Zegers et moi avons d’abord contacté le professeur Dr Marie-Elisabeth Faymonville par courrier, et le 11 avril, j’ai eu une brève mais instructive conversation téléphonique avec elle. Elle m’a tout de suite expliqué que la raison pour laquelle une opération à cœur ouvert n’est pas possible sous sédation hypnotique n’est pas que le cœur doit être arrêté, mais que le problème se situe au niveau de la ventilation. Une sternotomie (“couper directement à travers le sternum“, comme Desmet l’a répété à maintes reprises) modifie le mécanisme ventilatoire de la respiration, elle rend la respiration spontanée impossible ! Si le thorax est ouvert, il n’est plus possible de créer la pression négative nécessaire à l’inspiration, d’où la nécessité d’une ventilation mécanique lors de ces opérations. Pendant l’hypnosédation, le patient est conscient et respire spontanément, ce qui ne permet pas de l’associer à une sternotomie. C’est aussi simple que cela.
Cela montre aussi clairement que l’histoire d’Elman ne peut tout simplement pas être vraie, ou du moins qu’il s’agit d’une déformation de ce qui s’est passé. Bien que Faymonville m’ait dit qu’elle connaissait son nom, elle a rejeté cette histoire comme étant impossible.

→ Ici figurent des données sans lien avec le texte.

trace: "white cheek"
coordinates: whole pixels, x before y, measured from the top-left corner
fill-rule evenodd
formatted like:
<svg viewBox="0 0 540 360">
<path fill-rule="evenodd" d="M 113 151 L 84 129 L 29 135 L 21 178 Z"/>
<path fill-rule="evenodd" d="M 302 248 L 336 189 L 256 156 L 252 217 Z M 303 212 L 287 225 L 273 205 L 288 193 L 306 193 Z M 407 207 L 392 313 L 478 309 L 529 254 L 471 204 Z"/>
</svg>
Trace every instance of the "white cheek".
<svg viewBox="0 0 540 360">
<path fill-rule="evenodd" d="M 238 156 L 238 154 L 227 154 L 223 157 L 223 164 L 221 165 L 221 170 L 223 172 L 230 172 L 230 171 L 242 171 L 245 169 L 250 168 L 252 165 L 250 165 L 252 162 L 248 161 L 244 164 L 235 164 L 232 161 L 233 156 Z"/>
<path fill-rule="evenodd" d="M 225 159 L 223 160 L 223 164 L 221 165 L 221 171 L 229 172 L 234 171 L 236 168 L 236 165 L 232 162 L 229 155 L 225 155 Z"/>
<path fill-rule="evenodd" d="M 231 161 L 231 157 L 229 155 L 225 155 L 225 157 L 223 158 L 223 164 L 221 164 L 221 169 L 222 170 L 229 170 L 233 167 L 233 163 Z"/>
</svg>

Desmet a également tout faux en ce qui concerne l’arrêt de l’hémorragie d’un vaisseau sanguin spécifique. Ce que Faymonville a découvert dans ses recherches, c’est que, dans la chirurgie nasale, il y avait moins de saignements en général lorsqu’ils étaient pratiqués sous hypnosédation par rapport à l’anesthésie générale. La différence est que sous hypnosédation, le patient respire spontanément et ne crée pas de surpression comme c’est le cas avec la ventilation mécanique. Lorsque Desmet cite Faymonville en disant “Vous allez arrêter de saigner maintenant“, sa fantaisie a dû s’emballer.

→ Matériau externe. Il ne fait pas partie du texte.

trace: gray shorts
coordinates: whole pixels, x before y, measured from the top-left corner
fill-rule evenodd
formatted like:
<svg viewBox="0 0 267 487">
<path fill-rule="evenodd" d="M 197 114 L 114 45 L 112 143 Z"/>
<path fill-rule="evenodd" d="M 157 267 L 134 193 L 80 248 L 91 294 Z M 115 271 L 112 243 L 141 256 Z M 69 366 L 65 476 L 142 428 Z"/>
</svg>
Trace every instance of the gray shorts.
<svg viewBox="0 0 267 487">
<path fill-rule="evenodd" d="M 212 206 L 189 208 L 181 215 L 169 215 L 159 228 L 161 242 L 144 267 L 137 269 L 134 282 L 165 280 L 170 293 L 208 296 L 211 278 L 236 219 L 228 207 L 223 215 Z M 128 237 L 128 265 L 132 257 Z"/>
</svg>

J’ai également demandé à Faymonville ce qu’elle pensait de la description faite par Desmet de l’hypnosédation utilisée en chirurgie, à savoir qu’elle “focalise l’attention sur un petit aspect de la réalité et fait perdre conscience du reste de la réalité“. Elle m’a expliqué qu’elle considérait plutôt qu’elle permettait au patient de se dissocier de l’opération ; physiquement, il est dans la salle d’opération, mais mentalement, il en est complètement absent. Il s’agit plus d’un état de conscience différent que d’une concentration sur un aspect de la réalité.
Bien sûr, Desmet aurait pu apprendre cela il y a des années et éviter de répandre ses idées fausses sur le sujet, s’il avait simplement contacté Faymonville lui-même, ce qu’il n’a jamais fait.

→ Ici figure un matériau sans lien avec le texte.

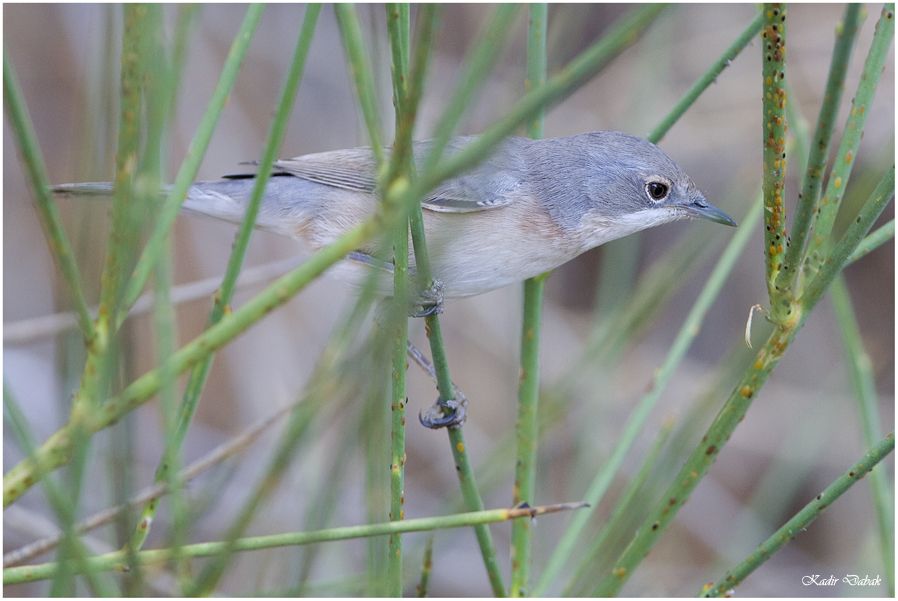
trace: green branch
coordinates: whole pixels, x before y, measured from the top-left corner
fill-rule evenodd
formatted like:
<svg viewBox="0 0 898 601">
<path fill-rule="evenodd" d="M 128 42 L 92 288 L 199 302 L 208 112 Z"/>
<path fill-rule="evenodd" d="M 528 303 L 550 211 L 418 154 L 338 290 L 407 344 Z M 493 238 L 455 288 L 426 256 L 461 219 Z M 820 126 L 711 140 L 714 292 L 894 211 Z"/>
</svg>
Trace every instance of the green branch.
<svg viewBox="0 0 898 601">
<path fill-rule="evenodd" d="M 854 252 L 848 257 L 847 265 L 866 257 L 868 254 L 895 238 L 895 220 L 890 219 L 888 223 L 881 226 L 875 232 L 861 240 Z"/>
<path fill-rule="evenodd" d="M 432 10 L 432 9 L 430 9 Z M 427 21 L 430 22 L 429 20 Z M 388 184 L 393 183 L 391 176 L 411 179 L 411 133 L 415 122 L 415 107 L 410 106 L 409 96 L 409 6 L 408 4 L 387 5 L 387 28 L 390 34 L 392 54 L 393 104 L 396 110 L 396 131 L 393 146 L 396 153 L 391 157 Z M 432 32 L 432 29 L 428 29 Z M 419 44 L 422 41 L 418 42 Z M 427 37 L 423 43 L 430 46 L 432 40 Z M 416 99 L 417 100 L 417 99 Z M 411 113 L 411 114 L 409 114 Z M 407 123 L 407 122 L 410 122 Z M 403 127 L 403 124 L 405 127 Z M 390 399 L 390 520 L 405 519 L 405 407 L 408 403 L 406 390 L 407 360 L 405 358 L 408 345 L 408 319 L 403 315 L 408 298 L 408 223 L 400 221 L 393 238 L 393 311 L 395 315 L 395 332 L 392 341 L 392 388 Z M 391 534 L 387 544 L 389 565 L 388 590 L 391 597 L 401 597 L 403 591 L 402 575 L 402 537 Z"/>
<path fill-rule="evenodd" d="M 778 321 L 776 278 L 786 247 L 786 5 L 765 4 L 762 12 L 764 257 L 771 313 Z"/>
<path fill-rule="evenodd" d="M 748 46 L 749 42 L 754 39 L 758 32 L 761 31 L 763 22 L 764 15 L 759 11 L 758 15 L 748 24 L 748 27 L 745 28 L 745 31 L 739 34 L 739 37 L 736 38 L 732 45 L 724 50 L 720 58 L 718 58 L 714 64 L 711 65 L 694 84 L 692 84 L 692 87 L 689 88 L 661 123 L 656 125 L 655 129 L 649 133 L 648 140 L 650 142 L 657 144 L 661 138 L 667 135 L 670 128 L 680 120 L 680 117 L 682 117 L 693 104 L 695 104 L 698 97 L 701 96 L 712 83 L 717 81 L 717 78 L 723 73 L 724 69 L 729 67 L 730 64 L 736 60 L 736 57 L 739 56 L 746 46 Z"/>
<path fill-rule="evenodd" d="M 318 530 L 315 532 L 288 532 L 268 536 L 252 536 L 238 539 L 233 543 L 221 541 L 185 545 L 180 549 L 180 553 L 183 557 L 215 557 L 222 553 L 226 553 L 229 550 L 258 551 L 276 547 L 294 547 L 315 543 L 368 538 L 372 536 L 385 536 L 389 534 L 463 528 L 495 522 L 505 522 L 519 518 L 533 519 L 540 515 L 556 513 L 559 511 L 569 511 L 581 507 L 583 507 L 582 503 L 562 503 L 557 505 L 546 505 L 543 507 L 490 509 L 470 513 L 457 513 L 441 517 L 418 518 L 402 522 L 329 528 L 327 530 Z M 158 565 L 168 562 L 172 557 L 172 552 L 170 549 L 141 551 L 136 557 L 142 566 Z M 125 559 L 125 552 L 117 551 L 115 553 L 87 558 L 86 566 L 88 569 L 94 571 L 118 570 L 122 568 Z M 3 584 L 22 584 L 25 582 L 46 580 L 47 578 L 52 577 L 56 569 L 57 564 L 55 562 L 7 568 L 3 570 Z M 75 565 L 73 566 L 73 569 L 78 572 L 79 566 Z"/>
<path fill-rule="evenodd" d="M 823 104 L 820 106 L 820 114 L 817 116 L 814 144 L 809 149 L 801 193 L 798 195 L 795 220 L 790 230 L 790 241 L 786 249 L 786 257 L 783 260 L 783 269 L 777 278 L 777 285 L 787 294 L 792 292 L 795 278 L 798 277 L 798 266 L 804 253 L 814 208 L 817 206 L 820 196 L 826 161 L 829 158 L 830 142 L 836 125 L 836 115 L 839 112 L 842 93 L 845 90 L 848 62 L 861 21 L 861 5 L 849 4 L 845 7 L 842 22 L 836 27 L 836 44 L 829 65 L 829 75 L 826 78 Z"/>
<path fill-rule="evenodd" d="M 225 268 L 225 274 L 222 278 L 221 286 L 216 292 L 213 300 L 212 310 L 207 320 L 207 327 L 213 326 L 224 317 L 230 308 L 231 299 L 234 296 L 234 290 L 237 284 L 237 278 L 243 267 L 243 261 L 246 257 L 246 251 L 249 247 L 249 240 L 252 236 L 253 228 L 256 224 L 256 218 L 262 205 L 262 199 L 265 194 L 265 187 L 272 173 L 272 166 L 277 159 L 278 151 L 284 140 L 287 131 L 287 124 L 296 98 L 299 82 L 302 79 L 302 73 L 305 68 L 306 57 L 308 56 L 309 46 L 312 42 L 312 36 L 315 32 L 315 24 L 318 20 L 318 14 L 321 12 L 321 5 L 310 4 L 306 9 L 303 19 L 302 28 L 297 38 L 296 48 L 293 53 L 293 59 L 290 69 L 287 72 L 287 78 L 284 88 L 281 91 L 280 100 L 277 105 L 274 118 L 268 133 L 268 139 L 262 152 L 262 158 L 259 161 L 258 172 L 253 182 L 252 192 L 250 193 L 249 203 L 240 228 L 234 239 L 231 248 L 231 254 L 228 258 L 228 264 Z M 184 397 L 181 401 L 180 410 L 177 416 L 176 430 L 171 437 L 167 437 L 167 453 L 179 452 L 187 436 L 190 423 L 193 420 L 202 390 L 205 386 L 209 370 L 212 367 L 214 353 L 209 353 L 199 364 L 197 364 L 190 373 L 187 382 L 187 388 L 184 391 Z M 156 469 L 156 481 L 161 482 L 167 477 L 171 471 L 171 467 L 167 461 L 163 461 Z M 139 523 L 139 531 L 142 538 L 148 535 L 149 524 L 152 523 L 156 514 L 156 503 L 148 503 L 143 510 L 142 519 Z M 146 527 L 143 527 L 146 525 Z M 143 540 L 138 541 L 140 544 Z"/>
<path fill-rule="evenodd" d="M 895 448 L 895 436 L 889 434 L 881 440 L 876 446 L 871 448 L 864 454 L 864 457 L 856 464 L 851 466 L 847 472 L 839 476 L 832 484 L 817 495 L 817 497 L 804 506 L 804 508 L 795 514 L 792 519 L 783 524 L 783 526 L 773 533 L 766 541 L 749 555 L 745 561 L 728 571 L 723 578 L 716 584 L 712 584 L 707 590 L 702 591 L 704 597 L 724 597 L 729 596 L 729 591 L 738 586 L 746 577 L 754 572 L 760 565 L 770 559 L 770 557 L 779 551 L 786 543 L 795 538 L 799 533 L 804 532 L 807 527 L 820 517 L 820 514 L 828 506 L 841 497 L 855 482 L 864 477 L 864 475 L 873 469 L 876 464 L 882 461 Z"/>
<path fill-rule="evenodd" d="M 891 56 L 889 48 L 895 35 L 894 13 L 895 5 L 886 4 L 876 23 L 870 51 L 864 62 L 864 70 L 861 72 L 861 79 L 851 102 L 851 112 L 845 123 L 845 131 L 842 133 L 842 140 L 836 151 L 832 170 L 826 183 L 826 191 L 817 204 L 814 234 L 808 241 L 805 257 L 807 277 L 813 277 L 814 272 L 820 269 L 820 265 L 824 261 L 825 250 L 832 244 L 830 235 L 836 221 L 836 214 L 842 205 L 845 189 L 848 187 L 848 179 L 854 168 L 864 126 L 869 115 L 868 109 L 876 94 L 885 62 Z"/>
<path fill-rule="evenodd" d="M 870 355 L 864 350 L 860 327 L 851 304 L 851 295 L 845 278 L 842 275 L 833 282 L 830 293 L 836 321 L 842 334 L 845 347 L 845 358 L 851 383 L 854 385 L 861 418 L 861 430 L 864 434 L 864 445 L 873 447 L 881 436 L 879 431 L 882 420 L 876 399 L 876 382 L 873 376 L 873 365 Z M 888 482 L 888 474 L 884 469 L 873 470 L 870 474 L 870 492 L 873 495 L 873 506 L 876 509 L 876 520 L 879 525 L 879 543 L 882 547 L 882 562 L 886 571 L 886 584 L 889 594 L 894 595 L 895 588 L 895 537 L 892 519 L 892 486 Z"/>
<path fill-rule="evenodd" d="M 59 209 L 50 194 L 47 167 L 41 156 L 34 125 L 28 115 L 28 108 L 22 96 L 22 90 L 19 88 L 15 70 L 9 62 L 8 54 L 3 55 L 3 98 L 6 102 L 6 110 L 9 114 L 16 145 L 22 154 L 22 161 L 31 181 L 37 213 L 41 218 L 44 234 L 47 236 L 50 253 L 68 285 L 68 291 L 71 293 L 72 302 L 75 305 L 75 314 L 78 317 L 78 327 L 81 328 L 81 333 L 89 345 L 94 337 L 94 324 L 84 298 L 84 290 L 81 287 L 81 272 L 75 263 L 72 245 L 66 236 L 65 228 L 62 227 Z"/>
<path fill-rule="evenodd" d="M 526 91 L 546 80 L 546 31 L 549 11 L 546 4 L 530 5 L 527 34 Z M 540 112 L 530 123 L 531 138 L 543 136 L 545 115 Z M 543 288 L 548 273 L 524 282 L 524 311 L 521 324 L 521 376 L 518 385 L 517 461 L 513 504 L 536 502 L 536 445 L 539 440 L 539 346 Z M 511 525 L 511 596 L 523 597 L 530 590 L 530 558 L 534 523 L 518 520 Z"/>
<path fill-rule="evenodd" d="M 196 179 L 200 163 L 202 163 L 203 156 L 206 154 L 206 149 L 209 147 L 209 142 L 215 131 L 215 125 L 218 123 L 221 111 L 224 109 L 225 102 L 231 93 L 231 89 L 234 87 L 240 64 L 246 56 L 253 33 L 259 24 L 259 19 L 262 17 L 263 8 L 260 4 L 252 4 L 246 9 L 246 17 L 244 17 L 240 31 L 237 32 L 237 37 L 234 38 L 234 43 L 228 52 L 228 57 L 218 78 L 218 84 L 212 93 L 212 99 L 209 101 L 209 106 L 203 114 L 193 140 L 190 142 L 190 147 L 187 149 L 187 155 L 181 164 L 175 183 L 159 209 L 156 225 L 143 249 L 143 253 L 137 261 L 134 273 L 125 287 L 123 301 L 116 318 L 116 328 L 124 321 L 128 314 L 128 309 L 140 297 L 143 287 L 152 273 L 153 266 L 162 251 L 165 239 L 175 222 L 175 218 L 181 211 L 181 205 L 187 197 L 187 191 Z"/>
</svg>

Je pense qu’on peut maintenant conclure avec suffisamment de certitude que la chirurgie à cœur ouvert sous hypnose n’est pas possible. Le problème se situe principalement au niveau de la respiration. Dès que l’on ouvre le thorax, le patient a besoin d’une ventilation mécanique, ce qui exclut l’utilisation de l’hypnosédation.